Monday, September 18, 2017

Thee Oh Sees, Selfie Sticks & How To Talk To People About Things

Weekly Update 2017-38: Nostalgic garage psych-rock from California's Thee Oh Sees, a better use for selfie sticks, and Misha Glouberman's How To Talk To People About Things.

Music: Thee Oh Sees
This band is a weird one. The only consistent thing about Thee Oh Sees is the frontman John Dwyer, constantly changing the name with his mood. Originally called OCS during the post-millenium psych/rock/garage resurgence, the band has since seen many names such as Orinoka Crash Suite, Orange County Sound, and more. The constant band names seem to match their erratic sound and thrashing guitar licks. Somehow it all comes together into a style of music that's great for heandbanging or chopping vegetables to.

Check out Carrion Crawler/The Dream, my favourite release of theirs.

And a bonus: I guess Wikipedia generates these cool little charts representing all the changes of the band's members. I especially appreciate the fact that the band consistently employs two drummers at once now. Gotta have a strong percussive presence.

Last week I applied for the Emerging Designer Competition held by the Design Exchange, and started planning my experience for the Exhibition for Design, Information and Technology coming up at the end of the month. I'm really excited about all the cool stuff that the Design Exchange is doing at the moment.
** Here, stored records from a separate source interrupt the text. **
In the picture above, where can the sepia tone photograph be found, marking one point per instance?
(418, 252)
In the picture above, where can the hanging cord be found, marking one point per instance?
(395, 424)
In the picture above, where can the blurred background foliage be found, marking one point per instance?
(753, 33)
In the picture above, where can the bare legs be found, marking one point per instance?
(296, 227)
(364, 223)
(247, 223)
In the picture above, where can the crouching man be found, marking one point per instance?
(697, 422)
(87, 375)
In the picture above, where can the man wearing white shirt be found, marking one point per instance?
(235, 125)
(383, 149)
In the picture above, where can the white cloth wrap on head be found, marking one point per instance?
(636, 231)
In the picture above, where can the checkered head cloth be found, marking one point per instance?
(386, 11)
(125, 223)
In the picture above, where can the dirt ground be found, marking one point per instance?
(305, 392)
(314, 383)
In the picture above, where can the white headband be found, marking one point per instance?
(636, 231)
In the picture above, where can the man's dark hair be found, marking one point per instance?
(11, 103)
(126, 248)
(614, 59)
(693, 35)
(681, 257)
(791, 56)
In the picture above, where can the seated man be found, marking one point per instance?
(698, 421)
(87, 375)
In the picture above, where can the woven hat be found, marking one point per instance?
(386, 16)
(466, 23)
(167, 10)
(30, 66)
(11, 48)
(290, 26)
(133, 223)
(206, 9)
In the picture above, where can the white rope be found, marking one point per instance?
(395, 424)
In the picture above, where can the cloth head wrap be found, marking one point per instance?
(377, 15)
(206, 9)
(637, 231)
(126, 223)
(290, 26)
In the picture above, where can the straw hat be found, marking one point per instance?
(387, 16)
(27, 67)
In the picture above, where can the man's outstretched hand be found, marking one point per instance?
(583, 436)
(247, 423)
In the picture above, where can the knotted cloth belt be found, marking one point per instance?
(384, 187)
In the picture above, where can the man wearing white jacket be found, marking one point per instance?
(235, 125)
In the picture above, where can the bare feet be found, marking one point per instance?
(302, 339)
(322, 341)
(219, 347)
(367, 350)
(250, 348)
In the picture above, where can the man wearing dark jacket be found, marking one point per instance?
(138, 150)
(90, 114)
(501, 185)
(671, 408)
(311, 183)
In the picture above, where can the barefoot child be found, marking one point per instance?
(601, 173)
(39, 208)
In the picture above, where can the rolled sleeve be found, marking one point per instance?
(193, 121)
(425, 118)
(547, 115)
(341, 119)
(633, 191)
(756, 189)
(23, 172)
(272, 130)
I also finally joined the Slack group for DesignX, Toronto's newest (and seemingly most communicative) design-related group. It's nice to have a place to share ideas, get feedback, and chat with other designers. You can find more about DesignX and join the Slack group here.

This week, I'm going to attempt to begin the process of setting up a file to 3D print. I'll be checking out the Fort York Library on Wednesday, so hopefully I'll be able to get some guidance there if I run into any issues.

Random Thought: Selfie Sticks
Ever since my first encounter with a selfie stick, I have constantly thought that they were basically useless beyond being a symbol of the vapid turn that first-world society has become.

Then, I noticed some kids skateboarding in the park with selfie sticks to record their tricks. After watching one of those videos, I think there is a hidden potential that we haven't yet uncovered. Much in the same way that GoPros provide an interesting new first-person POV for viewers of film, so too does the selfie stick. Take this video for example:

The angle that is produced by a skateboarder holding a selfie stick while they skate around, provides the perfect way to understand how a body must move to retain balance and perform tricks. This view is much more helpful for me to understand how to actually balance on a skateboard, than say, another person filming it from a few feet away. 

I wonder what other activities could benefit from selfie-stick filming to better understand how they're done. 

Inspiration: How To Talk To People About Things
You may have read my ramblings about Trampoline Hall on this blog before. The host, a very exuberant and charismatic Misha Glouberman, glides around the stage with feet and words, moderating and attending to questions and keeping the room somewhat under control. He is very, very good at this job, so I jumped at the chance to be a part of his own lecture series/workshop on effective communication, cheekily entitled How To Talk To People About Things.

I've attended one class so far out of the total six, and it's shaping up to be a very interesting class. I especially admire the diversity of the people in attendance, mostly women but from completely different backgrounds and walks of life beyond that. Further, within only one class, we have become comfortable enough with each other to promise a certain level of openness that I think will be the only way to ensure we all meet the goals we want to achieve for the class.

Beyond that, it's kind of nice to come back to a classroom setting after being out of school for so long. Call me crazy but when fall hits the trees, I find myself sometimes longing for a pencil and an uncomfortable school desk.